Que se passe-t-il avec le reste des prix ?

Et étude En 2021, elle a examiné les disparités entre les sexes dans les 141 prix de recherche internationaux les plus prestigieux au monde (dont le prix Nobel, la médaille Fields pour les mathématiques et le prix Robert Koch pour les sciences biomédicales). Les résultats ont montré que :

  1. De 2001 à 2020, ces prix ont été décernés à 2 011 hommes et 262 femmes.

  2. La proportion de femmes est passée d’une moyenne annuelle de 6 % entre 2001 et 2005 à 19 % entre 2016 et 2020.

  3. Si l’on prend en compte le nombre de femmes professeurs titulaires, l’écart entre les sexes reste très disproportionné dans les domaines des sciences biologiques et de la vie, de l’informatique et des mathématiques.

Pourcentage de prix scientifiques décernés à des femmes (orange clair) et proportion de femmes professeurs d’université (orange foncé).
Nature

Bien que l’étude n’ait pas examiné les causes des préjugés sexistes, elle soutient que les femmes reçoivent moins de bourses en raison de la qualité ou de la quantité de leurs recherches : cela est plutôt dû à des préjugés implicites, ainsi qu’à un manque d’efforts proactifs pour lutter contre les inégalités. en sciences.

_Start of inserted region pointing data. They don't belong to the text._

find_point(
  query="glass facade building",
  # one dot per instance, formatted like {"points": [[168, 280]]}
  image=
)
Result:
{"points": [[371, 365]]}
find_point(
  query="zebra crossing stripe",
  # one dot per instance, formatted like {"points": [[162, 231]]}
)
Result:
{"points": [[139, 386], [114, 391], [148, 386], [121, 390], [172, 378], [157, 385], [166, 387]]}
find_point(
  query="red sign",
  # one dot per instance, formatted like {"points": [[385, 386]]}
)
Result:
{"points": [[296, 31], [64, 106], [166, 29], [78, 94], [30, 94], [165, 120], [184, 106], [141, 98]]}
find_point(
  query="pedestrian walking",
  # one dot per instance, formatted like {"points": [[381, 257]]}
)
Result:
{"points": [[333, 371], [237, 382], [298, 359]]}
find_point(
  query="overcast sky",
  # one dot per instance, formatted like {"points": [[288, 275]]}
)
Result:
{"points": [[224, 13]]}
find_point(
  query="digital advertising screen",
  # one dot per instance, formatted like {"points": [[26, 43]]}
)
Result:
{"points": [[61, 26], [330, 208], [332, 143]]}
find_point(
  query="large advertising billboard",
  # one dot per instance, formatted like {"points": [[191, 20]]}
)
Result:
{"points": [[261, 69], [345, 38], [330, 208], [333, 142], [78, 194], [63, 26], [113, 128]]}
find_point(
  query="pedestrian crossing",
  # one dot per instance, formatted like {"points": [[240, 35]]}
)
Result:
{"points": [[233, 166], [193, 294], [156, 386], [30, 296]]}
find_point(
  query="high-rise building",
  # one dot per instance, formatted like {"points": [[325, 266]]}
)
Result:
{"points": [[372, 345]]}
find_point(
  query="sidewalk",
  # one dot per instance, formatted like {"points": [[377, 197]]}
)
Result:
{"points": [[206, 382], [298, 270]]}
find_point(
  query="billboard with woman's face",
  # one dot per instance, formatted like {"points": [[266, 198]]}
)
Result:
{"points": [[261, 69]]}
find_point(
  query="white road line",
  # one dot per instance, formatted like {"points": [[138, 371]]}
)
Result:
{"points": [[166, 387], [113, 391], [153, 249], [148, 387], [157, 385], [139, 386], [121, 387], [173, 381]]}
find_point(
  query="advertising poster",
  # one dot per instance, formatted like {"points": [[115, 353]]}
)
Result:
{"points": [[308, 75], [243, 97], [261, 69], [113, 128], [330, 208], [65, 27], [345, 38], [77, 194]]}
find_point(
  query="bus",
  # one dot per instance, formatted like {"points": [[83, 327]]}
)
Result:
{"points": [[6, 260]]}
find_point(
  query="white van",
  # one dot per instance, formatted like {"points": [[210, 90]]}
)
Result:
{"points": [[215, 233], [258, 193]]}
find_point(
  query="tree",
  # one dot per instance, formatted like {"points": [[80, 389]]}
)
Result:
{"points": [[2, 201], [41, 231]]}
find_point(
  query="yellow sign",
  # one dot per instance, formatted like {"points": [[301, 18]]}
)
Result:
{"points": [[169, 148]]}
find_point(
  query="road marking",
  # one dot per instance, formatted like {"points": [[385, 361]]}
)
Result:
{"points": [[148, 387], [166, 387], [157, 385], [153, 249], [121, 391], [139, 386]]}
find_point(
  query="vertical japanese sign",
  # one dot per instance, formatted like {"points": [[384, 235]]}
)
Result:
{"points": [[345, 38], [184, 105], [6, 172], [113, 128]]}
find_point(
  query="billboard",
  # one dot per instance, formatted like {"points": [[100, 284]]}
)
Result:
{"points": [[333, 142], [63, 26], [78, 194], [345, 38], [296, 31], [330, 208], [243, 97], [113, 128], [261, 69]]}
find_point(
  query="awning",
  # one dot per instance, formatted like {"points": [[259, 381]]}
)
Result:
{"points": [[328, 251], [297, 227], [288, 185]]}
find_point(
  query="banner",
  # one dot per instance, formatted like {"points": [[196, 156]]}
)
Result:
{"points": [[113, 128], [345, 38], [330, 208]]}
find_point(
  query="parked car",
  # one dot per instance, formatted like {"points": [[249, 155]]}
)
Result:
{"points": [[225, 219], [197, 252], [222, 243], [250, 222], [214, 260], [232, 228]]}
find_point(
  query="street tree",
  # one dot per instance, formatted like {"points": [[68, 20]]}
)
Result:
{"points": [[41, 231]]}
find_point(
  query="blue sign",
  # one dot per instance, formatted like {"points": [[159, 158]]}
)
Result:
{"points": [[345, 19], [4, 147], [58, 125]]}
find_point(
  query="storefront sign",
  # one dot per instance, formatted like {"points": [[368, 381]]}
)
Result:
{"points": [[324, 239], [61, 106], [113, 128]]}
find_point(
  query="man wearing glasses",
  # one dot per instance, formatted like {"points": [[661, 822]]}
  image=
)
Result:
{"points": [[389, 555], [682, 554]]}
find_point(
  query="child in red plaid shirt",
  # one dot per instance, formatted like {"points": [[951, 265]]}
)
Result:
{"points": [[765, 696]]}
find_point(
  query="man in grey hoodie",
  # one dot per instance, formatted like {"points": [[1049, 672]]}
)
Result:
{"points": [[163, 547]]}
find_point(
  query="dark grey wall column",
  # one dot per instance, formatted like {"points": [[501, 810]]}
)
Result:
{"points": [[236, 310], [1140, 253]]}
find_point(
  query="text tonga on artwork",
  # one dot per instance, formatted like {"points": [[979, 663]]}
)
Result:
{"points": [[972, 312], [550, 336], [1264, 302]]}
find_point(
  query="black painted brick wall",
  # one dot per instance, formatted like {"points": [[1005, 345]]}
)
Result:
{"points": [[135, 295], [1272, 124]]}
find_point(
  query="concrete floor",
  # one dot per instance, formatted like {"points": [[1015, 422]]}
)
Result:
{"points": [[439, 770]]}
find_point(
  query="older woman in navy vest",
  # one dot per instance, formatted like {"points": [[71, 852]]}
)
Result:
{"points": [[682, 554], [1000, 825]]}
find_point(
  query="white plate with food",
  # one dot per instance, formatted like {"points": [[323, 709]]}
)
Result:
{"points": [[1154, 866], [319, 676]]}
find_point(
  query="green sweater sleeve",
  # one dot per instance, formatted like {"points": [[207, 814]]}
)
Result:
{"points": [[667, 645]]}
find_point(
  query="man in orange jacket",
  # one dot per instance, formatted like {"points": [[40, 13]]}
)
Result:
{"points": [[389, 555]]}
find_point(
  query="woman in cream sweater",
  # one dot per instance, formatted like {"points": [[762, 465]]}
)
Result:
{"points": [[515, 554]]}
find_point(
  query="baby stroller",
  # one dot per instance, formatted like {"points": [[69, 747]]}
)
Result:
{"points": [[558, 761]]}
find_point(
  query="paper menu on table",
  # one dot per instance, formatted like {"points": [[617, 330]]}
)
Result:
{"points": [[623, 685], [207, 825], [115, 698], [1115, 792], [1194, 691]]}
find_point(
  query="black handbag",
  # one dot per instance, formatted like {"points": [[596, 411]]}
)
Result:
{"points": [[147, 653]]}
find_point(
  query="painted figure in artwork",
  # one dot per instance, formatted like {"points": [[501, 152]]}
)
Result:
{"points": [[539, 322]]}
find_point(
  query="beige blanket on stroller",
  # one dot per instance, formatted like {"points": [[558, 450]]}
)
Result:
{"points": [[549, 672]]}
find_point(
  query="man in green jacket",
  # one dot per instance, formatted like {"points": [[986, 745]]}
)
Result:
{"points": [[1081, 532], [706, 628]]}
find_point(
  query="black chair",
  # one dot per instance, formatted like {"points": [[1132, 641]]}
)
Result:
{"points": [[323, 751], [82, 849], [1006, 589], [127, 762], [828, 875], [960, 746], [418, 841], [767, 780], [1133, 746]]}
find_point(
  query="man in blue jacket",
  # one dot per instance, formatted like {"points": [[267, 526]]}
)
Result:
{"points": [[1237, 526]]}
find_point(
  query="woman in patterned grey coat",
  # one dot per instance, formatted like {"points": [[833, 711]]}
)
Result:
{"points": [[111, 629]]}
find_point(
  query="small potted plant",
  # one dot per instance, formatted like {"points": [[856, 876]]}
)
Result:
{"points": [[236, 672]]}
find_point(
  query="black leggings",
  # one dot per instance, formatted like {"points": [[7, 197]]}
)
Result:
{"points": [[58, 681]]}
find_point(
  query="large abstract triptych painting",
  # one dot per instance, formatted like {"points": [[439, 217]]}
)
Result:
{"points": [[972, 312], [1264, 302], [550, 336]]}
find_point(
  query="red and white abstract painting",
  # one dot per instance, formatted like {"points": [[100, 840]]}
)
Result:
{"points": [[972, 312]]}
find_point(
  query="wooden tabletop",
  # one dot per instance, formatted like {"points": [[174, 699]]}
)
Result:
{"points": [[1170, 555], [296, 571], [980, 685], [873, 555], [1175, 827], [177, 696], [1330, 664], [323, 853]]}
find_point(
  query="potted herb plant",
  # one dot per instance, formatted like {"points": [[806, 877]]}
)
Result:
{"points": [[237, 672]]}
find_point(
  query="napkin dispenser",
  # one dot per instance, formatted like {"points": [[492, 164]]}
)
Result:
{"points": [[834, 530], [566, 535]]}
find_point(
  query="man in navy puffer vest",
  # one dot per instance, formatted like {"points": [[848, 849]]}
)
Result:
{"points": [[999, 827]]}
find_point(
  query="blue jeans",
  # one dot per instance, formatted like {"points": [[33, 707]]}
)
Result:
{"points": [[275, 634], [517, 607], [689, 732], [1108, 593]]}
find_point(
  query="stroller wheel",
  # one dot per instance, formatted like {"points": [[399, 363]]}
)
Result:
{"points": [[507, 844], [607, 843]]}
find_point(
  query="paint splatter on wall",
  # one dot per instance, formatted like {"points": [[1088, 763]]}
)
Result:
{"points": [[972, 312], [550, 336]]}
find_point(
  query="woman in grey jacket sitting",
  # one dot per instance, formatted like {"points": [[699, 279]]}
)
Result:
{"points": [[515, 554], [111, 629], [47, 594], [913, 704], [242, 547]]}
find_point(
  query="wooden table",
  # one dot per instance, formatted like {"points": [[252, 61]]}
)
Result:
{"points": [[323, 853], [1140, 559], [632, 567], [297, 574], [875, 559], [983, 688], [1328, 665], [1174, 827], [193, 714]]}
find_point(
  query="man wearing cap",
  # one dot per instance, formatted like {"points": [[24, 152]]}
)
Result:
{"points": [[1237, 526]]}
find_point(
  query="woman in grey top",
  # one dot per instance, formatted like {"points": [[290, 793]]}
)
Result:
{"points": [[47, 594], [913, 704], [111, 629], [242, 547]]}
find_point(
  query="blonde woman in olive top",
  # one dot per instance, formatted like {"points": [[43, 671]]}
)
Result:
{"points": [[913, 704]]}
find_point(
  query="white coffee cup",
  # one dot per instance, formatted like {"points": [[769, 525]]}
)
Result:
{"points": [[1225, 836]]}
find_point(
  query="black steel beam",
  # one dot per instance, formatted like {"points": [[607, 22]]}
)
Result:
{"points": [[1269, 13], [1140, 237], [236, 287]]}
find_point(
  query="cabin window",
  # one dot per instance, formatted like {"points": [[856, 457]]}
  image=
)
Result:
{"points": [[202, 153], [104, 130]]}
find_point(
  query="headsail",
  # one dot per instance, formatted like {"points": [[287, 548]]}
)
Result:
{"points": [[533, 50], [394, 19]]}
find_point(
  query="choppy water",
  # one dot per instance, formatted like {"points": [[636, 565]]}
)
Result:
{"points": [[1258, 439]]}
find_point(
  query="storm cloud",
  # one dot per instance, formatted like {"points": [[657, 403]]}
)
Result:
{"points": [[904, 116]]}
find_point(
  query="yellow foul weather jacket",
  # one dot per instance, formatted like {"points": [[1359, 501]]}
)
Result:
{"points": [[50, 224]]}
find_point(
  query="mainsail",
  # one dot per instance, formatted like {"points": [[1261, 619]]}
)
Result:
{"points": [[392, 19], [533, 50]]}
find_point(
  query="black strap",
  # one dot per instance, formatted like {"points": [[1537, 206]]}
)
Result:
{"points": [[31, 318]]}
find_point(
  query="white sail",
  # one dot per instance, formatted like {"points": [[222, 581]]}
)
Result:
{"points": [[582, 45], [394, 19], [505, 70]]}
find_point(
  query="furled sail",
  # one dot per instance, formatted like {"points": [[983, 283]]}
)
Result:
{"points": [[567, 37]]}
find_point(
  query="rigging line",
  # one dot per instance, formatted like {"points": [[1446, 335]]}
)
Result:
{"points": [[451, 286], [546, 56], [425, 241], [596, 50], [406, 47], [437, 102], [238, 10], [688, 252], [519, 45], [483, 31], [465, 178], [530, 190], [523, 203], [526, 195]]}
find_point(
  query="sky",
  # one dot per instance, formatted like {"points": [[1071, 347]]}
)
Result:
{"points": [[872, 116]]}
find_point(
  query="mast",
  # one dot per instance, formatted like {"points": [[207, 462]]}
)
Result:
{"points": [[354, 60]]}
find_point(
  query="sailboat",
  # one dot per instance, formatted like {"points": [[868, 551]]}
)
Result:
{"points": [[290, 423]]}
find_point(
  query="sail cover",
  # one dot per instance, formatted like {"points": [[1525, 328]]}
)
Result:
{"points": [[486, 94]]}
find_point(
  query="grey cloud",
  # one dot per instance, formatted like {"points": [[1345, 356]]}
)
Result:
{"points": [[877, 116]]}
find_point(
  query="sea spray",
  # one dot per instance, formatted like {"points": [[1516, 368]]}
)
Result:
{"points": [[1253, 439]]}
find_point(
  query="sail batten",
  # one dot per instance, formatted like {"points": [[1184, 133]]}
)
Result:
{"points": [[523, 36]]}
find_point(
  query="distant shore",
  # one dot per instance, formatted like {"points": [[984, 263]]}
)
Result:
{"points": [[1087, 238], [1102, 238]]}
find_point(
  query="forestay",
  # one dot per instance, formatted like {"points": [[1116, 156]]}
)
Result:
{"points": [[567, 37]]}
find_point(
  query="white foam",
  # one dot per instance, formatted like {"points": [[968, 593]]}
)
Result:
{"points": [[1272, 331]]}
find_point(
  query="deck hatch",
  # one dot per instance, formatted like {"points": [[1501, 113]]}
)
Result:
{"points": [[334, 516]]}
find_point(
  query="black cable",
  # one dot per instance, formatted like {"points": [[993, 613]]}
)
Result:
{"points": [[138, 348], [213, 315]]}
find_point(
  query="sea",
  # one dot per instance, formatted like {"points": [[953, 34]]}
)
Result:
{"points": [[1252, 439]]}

Les femmes ont des taux de publication et de citation comparables à ceux des hommes, mais ont tendance à avoir des carrières plus courtes et à publier moins d’articles en tant que premier ou dernier auteur, selon d’autres. études. L’hypothèse est donc que, dans 30 ans, lorsque les femmes auront occupé davantage de postes à responsabilité en tant que dirigeantes de groupes et que leurs idées et leurs projets auront démontré une contribution importante au développement de la société, elles recevront des prix. Cela s’effondre parce que les femmes entendent la même explication depuis encore 30 ans sans que rien n’ait changé.

Le fait que les hommes blancs soient surreprésentés parmi les prix scientifiques nous indique qu’en tant que société, nous passons à côté d’un large éventail d’idées et de découvertes nouvelles qui dépendent d’une diversité d’idées et de parcours. Par ailleurs, peut-être devrions-nous reconsidérer la pratique consistant à décerner des prix individuels, alors que la science est un effort collectif.

On dit que les prix Nobel sont destinés à ceux qui voient ce que les autres ne voient pas… Il est difficile de gagner quand ceux qui regardent ne vous voient pas.